To date I have made four test bakes with Vermont-grown wheat, between February and April 2009. Wheat varieties included AC Morley and Harvard. Tests were done using unsifted 100% whole wheat flour, and on flour that was sifted once prior to mixing. I have also made comparison bake tests using Turkey Red, an heirloom landrace whole wheat flour from Kansas.

All the doughs were made using only natural sourdough for leavening (no commercial yeast was used). Formulation for the doughs was as follows:

Vermont wheat 50%
Organic white bread flour 50%
Water 75%
Salt 1.9%

20% of the overall flour was used in the sourdough phase. Final dough mixing was done in a manner consistent with current baking standards—use of the autolyse-repos technique, and reasonably gentle mixing (between 130 and 170 mixing hook revolutions on second speed). Bulk fermentation lasted 2.5 hours, with one folding of the dough at the halfway point. After dividing, the loaves were shaped round and had a final proofing of between 1 hour 15 minutes and 1 hour 25 minutes. Bake temperature was hot at the outset (about 450˚F), and the temperature gradually receded to about 420˚F.

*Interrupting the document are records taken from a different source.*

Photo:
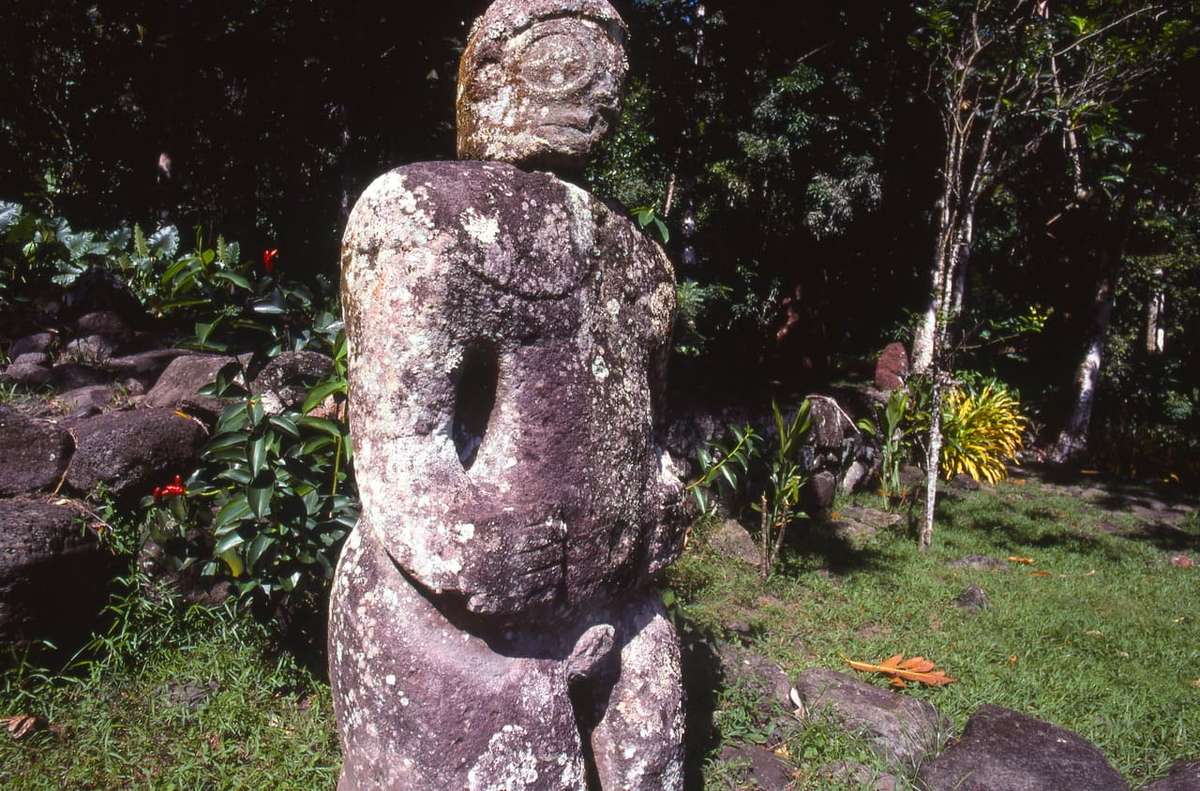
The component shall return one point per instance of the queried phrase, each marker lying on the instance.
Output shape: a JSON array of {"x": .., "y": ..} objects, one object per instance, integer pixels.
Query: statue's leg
[
  {"x": 423, "y": 705},
  {"x": 637, "y": 742}
]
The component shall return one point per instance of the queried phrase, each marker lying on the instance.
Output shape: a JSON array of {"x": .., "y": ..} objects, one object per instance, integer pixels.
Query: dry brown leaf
[
  {"x": 22, "y": 725},
  {"x": 901, "y": 670}
]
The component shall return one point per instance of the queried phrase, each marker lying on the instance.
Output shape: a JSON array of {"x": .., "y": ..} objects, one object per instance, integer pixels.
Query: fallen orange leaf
[{"x": 901, "y": 670}]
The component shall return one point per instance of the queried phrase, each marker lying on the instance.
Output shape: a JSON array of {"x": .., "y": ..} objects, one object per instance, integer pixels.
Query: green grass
[
  {"x": 1107, "y": 646},
  {"x": 253, "y": 718}
]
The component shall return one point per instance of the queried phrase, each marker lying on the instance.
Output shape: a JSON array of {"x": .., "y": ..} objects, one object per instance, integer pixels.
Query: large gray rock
[
  {"x": 179, "y": 385},
  {"x": 39, "y": 342},
  {"x": 53, "y": 573},
  {"x": 27, "y": 375},
  {"x": 900, "y": 729},
  {"x": 1183, "y": 775},
  {"x": 285, "y": 382},
  {"x": 492, "y": 624},
  {"x": 132, "y": 451},
  {"x": 34, "y": 454},
  {"x": 1003, "y": 750}
]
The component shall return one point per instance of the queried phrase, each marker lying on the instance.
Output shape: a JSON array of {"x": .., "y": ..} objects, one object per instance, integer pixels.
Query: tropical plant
[
  {"x": 892, "y": 427},
  {"x": 983, "y": 431},
  {"x": 281, "y": 485},
  {"x": 771, "y": 483}
]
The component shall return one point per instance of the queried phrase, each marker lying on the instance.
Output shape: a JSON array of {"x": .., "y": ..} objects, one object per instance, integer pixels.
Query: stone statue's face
[{"x": 544, "y": 95}]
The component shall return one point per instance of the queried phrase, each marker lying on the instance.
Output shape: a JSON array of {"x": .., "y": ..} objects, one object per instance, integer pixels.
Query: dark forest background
[{"x": 795, "y": 151}]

The breads made with sifted Vermont whole wheat flour had better volume and aspect than the unsifted breads. Neither style of bread made with Vermont-grown flour was equal to the Kansas wheat in terms of volume or crumb structure. The flavor of the Vermont breads was good, although the loaves were on the heavy side and had a somewhat dense interior, which did affect eating quality.

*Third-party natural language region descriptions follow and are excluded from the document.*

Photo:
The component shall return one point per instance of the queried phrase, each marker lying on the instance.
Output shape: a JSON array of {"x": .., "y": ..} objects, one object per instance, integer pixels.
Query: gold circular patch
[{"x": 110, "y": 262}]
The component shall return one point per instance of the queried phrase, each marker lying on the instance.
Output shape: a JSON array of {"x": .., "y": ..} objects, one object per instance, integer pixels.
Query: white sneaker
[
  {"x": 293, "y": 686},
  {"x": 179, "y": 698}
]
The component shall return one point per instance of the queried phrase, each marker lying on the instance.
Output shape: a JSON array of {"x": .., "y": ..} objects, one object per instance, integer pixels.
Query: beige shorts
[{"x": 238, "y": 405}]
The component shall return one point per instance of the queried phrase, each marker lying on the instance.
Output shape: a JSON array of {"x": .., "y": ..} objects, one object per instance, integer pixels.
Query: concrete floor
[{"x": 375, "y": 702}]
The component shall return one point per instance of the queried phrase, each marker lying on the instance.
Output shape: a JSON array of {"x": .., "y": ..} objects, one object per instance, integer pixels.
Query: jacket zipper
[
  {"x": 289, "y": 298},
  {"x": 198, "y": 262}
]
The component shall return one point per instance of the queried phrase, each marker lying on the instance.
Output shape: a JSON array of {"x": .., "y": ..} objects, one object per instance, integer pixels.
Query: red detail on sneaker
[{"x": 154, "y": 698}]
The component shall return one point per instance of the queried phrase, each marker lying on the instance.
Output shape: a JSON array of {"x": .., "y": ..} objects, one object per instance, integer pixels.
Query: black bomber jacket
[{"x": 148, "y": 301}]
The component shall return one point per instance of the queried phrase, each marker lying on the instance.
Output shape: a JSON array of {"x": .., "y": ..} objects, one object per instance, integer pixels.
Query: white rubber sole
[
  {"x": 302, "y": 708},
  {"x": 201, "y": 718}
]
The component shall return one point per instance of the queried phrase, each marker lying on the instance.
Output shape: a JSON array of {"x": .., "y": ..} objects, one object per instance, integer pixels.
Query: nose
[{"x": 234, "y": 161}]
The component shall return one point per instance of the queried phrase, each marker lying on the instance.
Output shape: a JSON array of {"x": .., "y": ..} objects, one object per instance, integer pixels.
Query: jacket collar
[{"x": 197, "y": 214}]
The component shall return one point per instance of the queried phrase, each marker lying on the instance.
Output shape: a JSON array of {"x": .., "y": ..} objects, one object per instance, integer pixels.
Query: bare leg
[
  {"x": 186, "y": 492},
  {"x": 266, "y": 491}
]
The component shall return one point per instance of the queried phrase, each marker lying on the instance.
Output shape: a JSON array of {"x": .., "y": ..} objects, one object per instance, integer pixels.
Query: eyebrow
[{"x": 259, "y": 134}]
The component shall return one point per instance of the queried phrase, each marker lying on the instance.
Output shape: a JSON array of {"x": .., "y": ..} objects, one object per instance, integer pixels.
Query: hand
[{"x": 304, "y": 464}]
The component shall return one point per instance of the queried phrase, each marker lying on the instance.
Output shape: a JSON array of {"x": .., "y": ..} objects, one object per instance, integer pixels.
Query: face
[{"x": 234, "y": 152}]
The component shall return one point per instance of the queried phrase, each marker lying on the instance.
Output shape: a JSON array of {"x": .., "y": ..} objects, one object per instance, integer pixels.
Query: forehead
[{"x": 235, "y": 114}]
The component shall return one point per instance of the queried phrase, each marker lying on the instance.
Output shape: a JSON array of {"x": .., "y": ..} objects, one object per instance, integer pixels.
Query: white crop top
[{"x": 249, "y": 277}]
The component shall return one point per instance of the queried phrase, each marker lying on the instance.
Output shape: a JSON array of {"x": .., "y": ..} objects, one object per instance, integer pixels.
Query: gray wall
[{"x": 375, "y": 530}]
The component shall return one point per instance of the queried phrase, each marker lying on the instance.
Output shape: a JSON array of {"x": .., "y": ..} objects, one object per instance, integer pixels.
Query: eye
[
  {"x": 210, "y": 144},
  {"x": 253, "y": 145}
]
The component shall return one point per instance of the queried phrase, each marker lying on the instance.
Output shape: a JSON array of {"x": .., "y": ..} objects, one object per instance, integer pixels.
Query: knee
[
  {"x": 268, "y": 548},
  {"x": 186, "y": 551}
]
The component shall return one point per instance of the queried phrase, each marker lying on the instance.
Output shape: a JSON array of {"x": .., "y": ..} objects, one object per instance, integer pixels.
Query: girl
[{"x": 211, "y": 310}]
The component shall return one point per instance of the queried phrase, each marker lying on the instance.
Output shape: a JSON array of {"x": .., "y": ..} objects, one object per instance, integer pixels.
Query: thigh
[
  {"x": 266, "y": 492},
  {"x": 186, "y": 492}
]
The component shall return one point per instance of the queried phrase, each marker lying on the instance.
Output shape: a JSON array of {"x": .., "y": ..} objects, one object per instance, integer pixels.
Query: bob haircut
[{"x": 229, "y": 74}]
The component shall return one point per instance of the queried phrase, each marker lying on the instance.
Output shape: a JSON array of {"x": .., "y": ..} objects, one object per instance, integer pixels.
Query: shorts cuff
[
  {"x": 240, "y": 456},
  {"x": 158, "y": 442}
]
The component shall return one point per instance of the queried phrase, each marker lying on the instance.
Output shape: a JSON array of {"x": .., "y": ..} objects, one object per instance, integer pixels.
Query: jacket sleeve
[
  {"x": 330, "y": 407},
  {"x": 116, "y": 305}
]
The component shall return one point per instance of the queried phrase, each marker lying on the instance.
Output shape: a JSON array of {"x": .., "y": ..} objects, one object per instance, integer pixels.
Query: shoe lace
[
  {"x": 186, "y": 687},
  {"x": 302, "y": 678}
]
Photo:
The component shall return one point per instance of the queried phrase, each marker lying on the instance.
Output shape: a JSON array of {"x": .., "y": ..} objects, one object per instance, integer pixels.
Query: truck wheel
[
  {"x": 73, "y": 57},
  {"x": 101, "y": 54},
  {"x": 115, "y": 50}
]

I was able to get some lab results on the Vermont flour (and was provided with test results on the Turkey Red wheat from the mill). It was clear from the results that the protein level was (barely) adequate for bread making (10%), but the falling number was low (204), and no doubt this resulted in an elevated level of amylase activity in the dough, which ultimately contributed to its density and relatively poor performance. My conclusion, as a baker and not a miller, crop scientist, or farmer, was that the potential exists in Vermont to raise wheat of suitable quality for bread making, but that without reliable wheat testing (at a minimum, testing for protein quantity and falling number, and ideally being able to obtain farinograph information as well), wheat quality, amylase activity, and overall suitability for bread making will always be a guessing game.